Decades ago managers of Las Vegas strip clubs resigned themselves to forever paying off cab drivers who brought free-spending patrons to their establishments. It was a cost of doing business. The tight-fisted strip club manager who refused to participate in the unsavory practice soon found himself at a competitive disadvantage. Twenty years ago both the city of Las Vegas and Clark County intervened. They each passed ordinances forbidding the strip clubs from making the payoffs.

Overnight, the practice stopped. Yeah, right.

In reality, drivers' hands continued reaching out for the per-passenger kickbacks and were continually stuffed with the going rate. So ingrained were the kickbacks in the symbiotic world of cabs and strip clubs that no real enforcement of the ordinances was ever undertaken. Today the minimum rate is $20 per passenger.

This illegal padding of cab drivers' incomes would still be a low-profile fact of life in the big city had it not been for a surprise amendment passed by the 2005 Legislature in its closing hours. Assemblyman John Oceguera, D-Las Vegas, proposed the amendment, which bans cab drivers statewide from accepting kickbacks from strip clubs or any other destination requested by their passengers. The amendment infuriated cab drivers, who protested Thursday night by driving slowly from the Strip to downtown, backing up traffic the whole way. Cab drivers have signed a petition asking for an investigation of how the amendment came to be, and they have talked of striking -- an action that could blister Las Vegas' tourism economy.

We opposed the amendment, not so much because of its content, but because of how it was so sneakily introduced and passed. There were no hearings that could have addressed the bill's singling out of cab drivers, when drivers of limousines and shuttle buses also reach out to businesses for gratuities. Gov. Kenny Guinn also criticized the way the amendment was passed, and he has vetoed it.

Amid all the uproar, Clark County last week suddenly began enforcing its ordinance by sending letters to strip clubs, ordering them to cease the kickbacks or face having their liquor licenses revoked. The county has since retreated from that aggressive stance.
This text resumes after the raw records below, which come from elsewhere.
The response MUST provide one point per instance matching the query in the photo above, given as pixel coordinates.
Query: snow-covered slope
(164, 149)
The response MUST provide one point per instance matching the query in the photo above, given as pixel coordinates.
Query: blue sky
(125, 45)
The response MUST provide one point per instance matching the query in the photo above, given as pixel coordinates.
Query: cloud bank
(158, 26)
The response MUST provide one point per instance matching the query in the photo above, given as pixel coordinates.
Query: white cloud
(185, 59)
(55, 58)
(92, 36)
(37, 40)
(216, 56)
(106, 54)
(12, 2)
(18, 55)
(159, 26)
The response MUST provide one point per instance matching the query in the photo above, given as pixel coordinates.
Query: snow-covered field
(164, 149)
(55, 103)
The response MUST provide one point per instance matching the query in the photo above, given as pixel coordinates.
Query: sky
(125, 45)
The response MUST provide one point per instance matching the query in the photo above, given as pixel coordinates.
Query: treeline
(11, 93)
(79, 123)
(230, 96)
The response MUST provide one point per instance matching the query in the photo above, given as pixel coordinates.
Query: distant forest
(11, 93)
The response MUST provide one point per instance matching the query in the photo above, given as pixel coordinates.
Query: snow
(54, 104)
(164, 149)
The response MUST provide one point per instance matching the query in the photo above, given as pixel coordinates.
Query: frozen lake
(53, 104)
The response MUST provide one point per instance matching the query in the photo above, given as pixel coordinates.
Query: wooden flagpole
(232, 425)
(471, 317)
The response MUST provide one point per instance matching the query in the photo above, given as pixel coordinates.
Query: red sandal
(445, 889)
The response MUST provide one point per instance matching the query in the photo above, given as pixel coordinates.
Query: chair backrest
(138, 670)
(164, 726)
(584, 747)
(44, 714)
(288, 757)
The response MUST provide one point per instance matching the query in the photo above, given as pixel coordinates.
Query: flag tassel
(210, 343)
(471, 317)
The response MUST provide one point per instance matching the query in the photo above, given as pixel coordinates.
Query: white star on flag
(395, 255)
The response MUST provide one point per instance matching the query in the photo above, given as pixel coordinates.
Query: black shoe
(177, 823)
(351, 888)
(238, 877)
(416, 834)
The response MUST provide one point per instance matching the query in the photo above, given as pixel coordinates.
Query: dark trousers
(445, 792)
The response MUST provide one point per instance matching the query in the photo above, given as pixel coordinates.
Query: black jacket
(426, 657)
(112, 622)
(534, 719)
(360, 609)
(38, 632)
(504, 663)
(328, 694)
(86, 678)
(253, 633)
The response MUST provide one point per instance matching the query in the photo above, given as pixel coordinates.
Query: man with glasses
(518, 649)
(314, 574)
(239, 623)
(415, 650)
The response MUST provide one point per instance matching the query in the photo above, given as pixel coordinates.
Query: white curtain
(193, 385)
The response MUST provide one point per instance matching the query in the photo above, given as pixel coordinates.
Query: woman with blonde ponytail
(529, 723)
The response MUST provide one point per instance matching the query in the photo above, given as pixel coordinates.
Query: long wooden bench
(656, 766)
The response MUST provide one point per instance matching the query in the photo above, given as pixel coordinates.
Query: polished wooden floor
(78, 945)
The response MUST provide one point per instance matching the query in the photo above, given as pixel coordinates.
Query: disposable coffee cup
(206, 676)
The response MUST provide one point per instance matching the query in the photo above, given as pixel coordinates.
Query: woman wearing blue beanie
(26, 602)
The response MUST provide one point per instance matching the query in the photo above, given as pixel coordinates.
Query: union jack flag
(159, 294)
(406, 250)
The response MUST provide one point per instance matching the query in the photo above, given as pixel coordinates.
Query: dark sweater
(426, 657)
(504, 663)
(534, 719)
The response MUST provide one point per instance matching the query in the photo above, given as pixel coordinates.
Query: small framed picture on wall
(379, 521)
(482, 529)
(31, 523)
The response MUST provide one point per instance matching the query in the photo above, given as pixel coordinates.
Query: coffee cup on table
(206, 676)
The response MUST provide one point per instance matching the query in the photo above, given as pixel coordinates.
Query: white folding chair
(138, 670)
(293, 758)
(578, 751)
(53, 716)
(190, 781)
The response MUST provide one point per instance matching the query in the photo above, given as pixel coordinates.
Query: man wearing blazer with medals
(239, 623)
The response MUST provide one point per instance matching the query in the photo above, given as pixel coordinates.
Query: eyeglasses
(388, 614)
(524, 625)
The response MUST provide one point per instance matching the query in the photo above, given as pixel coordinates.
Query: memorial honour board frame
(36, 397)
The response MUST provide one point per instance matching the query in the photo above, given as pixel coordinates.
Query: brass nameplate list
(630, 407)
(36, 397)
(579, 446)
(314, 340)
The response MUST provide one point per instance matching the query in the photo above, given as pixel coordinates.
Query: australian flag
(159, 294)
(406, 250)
It plans to hold off on enforcement until there is consensus among the state and local governments about just how to approach the issue.

In our view, the county and city made a big mistake in not enforcing their ordinances after they were first passed. But sudden enforcement, after a 20-year hiatus, would also be a mistake. The state has jurisdiction over cab drivers and the county regulates the strip clubs. The county should notify the strip clubs of a date that enforcement will begin -- and stick with that date even if drivers threaten retaliation. And the Legislature, at its 2007 session, should consider a properly reviewed bill affecting not only cab drivers, but also limousine and shuttle bus drivers.